この授業、よれよれのおじいさんが講師の授業で、
このおじいさんもう既に言葉もちょっとよれよれで、正直どうしたものかな。
っていう授業ではあったんだけど、見せてくれた映画はとても面白かった。

薄暗い部屋の中、『眠くなったら寝ちゃお~』ぐらいの軽い気持ちで、
スクリーンに映し出される映画を眺めていたが、
段々寝れなくなって、眺めるどころか、見入る

面白い。

無法松がこれぞ人情。というものを持った男で、
ちょっと惚れる。顔はまぁ別になんだけど。
映画自体も面白かったんだけど、
講師のおじいさん先生が、
ずーっとこの映画を真剣に見ていたその後姿も印象に残ってる。
何度も何度も見た映画だろうに。
それでもやっぱり見たいんだ。

真剣に映画を見つめる背中に共感し、ちょっと感動する。

好きなのが伝わってくる背中。
私もあぁいうババアになりたい。

この『無法松の一生』って、
遊眠社の『ゼンダ城の虜』の無法松(段田安則)のネタの元か。
人力車と「ボンボン」はここから来てるのか。









「間を取りましたね」




いや、ちょっとやってみたくなった。
段田さん演じる無法松が、間を取って、この台詞を言うのさ。

そして宝塚。
私が散々つまらないと騒いだ、96年のTCA。(騒いだ日のブログ記事→ここ
久世星佳がおハナを人力車に乗せて一場面演じてた『永遠物語』ってのの、
元ネタもこれか!

はぁーなるほど!

なんだか尚更良い映画を見せてもらったような気分になった。

そんな変な観点から良い映画。にしなくとも、
この映画は既に名作と語り継がれているものらしい。
いや、確かに名作。今見ても色あせることなく面白いもん。
普遍性がある作品ってずっと人の中に残るんだ。

私はそもそも映画をあまり見ない人だし、
昔の名作を見るなんて、こういう機会がないとまずない。
良い映画に出会わせてもらえたなー

演出に派手さはない。
だけど、人力車の車輪の回転で時の流れを表現したりとか、
一人の男とその周りの人にスポットライトを当てた話の緻密さだとか、
ホント派手じゃなくとも、人の微妙な感情が伝わってくる話だった。
私こういうの好きだなぁ。

無法松に「自分が死ぬなら心臓麻痺だ。

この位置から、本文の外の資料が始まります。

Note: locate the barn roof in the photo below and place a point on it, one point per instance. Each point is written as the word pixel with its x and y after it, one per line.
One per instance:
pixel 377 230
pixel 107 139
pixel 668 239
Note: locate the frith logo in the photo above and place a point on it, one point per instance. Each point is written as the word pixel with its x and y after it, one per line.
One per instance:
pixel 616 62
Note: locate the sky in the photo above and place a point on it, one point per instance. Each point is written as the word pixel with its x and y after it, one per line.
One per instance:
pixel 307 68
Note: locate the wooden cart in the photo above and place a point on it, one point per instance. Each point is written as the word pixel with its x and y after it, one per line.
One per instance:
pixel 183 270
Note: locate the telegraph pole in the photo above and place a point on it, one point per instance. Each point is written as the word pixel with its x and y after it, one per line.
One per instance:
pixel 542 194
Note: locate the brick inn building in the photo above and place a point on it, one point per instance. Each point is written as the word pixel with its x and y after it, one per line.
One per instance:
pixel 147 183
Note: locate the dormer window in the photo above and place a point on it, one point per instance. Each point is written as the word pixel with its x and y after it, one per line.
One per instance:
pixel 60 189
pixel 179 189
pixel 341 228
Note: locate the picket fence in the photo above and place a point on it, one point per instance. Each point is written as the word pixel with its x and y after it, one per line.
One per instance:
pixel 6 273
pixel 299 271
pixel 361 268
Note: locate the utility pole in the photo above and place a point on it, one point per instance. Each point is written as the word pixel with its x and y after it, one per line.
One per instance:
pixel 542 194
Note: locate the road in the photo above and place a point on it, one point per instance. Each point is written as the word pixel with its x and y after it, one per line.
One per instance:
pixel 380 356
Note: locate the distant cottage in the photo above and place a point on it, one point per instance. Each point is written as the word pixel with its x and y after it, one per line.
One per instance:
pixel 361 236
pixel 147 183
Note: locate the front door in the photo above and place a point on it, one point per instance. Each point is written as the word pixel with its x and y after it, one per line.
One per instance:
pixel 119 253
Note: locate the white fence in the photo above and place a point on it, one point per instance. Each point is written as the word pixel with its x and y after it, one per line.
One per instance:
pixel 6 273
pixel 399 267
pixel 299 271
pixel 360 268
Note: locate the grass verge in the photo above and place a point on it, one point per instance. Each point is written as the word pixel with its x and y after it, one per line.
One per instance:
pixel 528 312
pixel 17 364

」っていう台詞を
何気なく言わせておいて、
その後、直接的に“死”というものを見せずに、
それでもなお一人の無法松という男の“死”を印象付けたのは凄い。
ちょっと写楽考と重なったんだよね。
無法松は最後太鼓を力いっぱい叩くんだ。
その力強い太鼓の音色が、あの写楽の死に様と重なってさ。
生きることの強さや輝きだよね。

う~ん、良い映画だったぁー。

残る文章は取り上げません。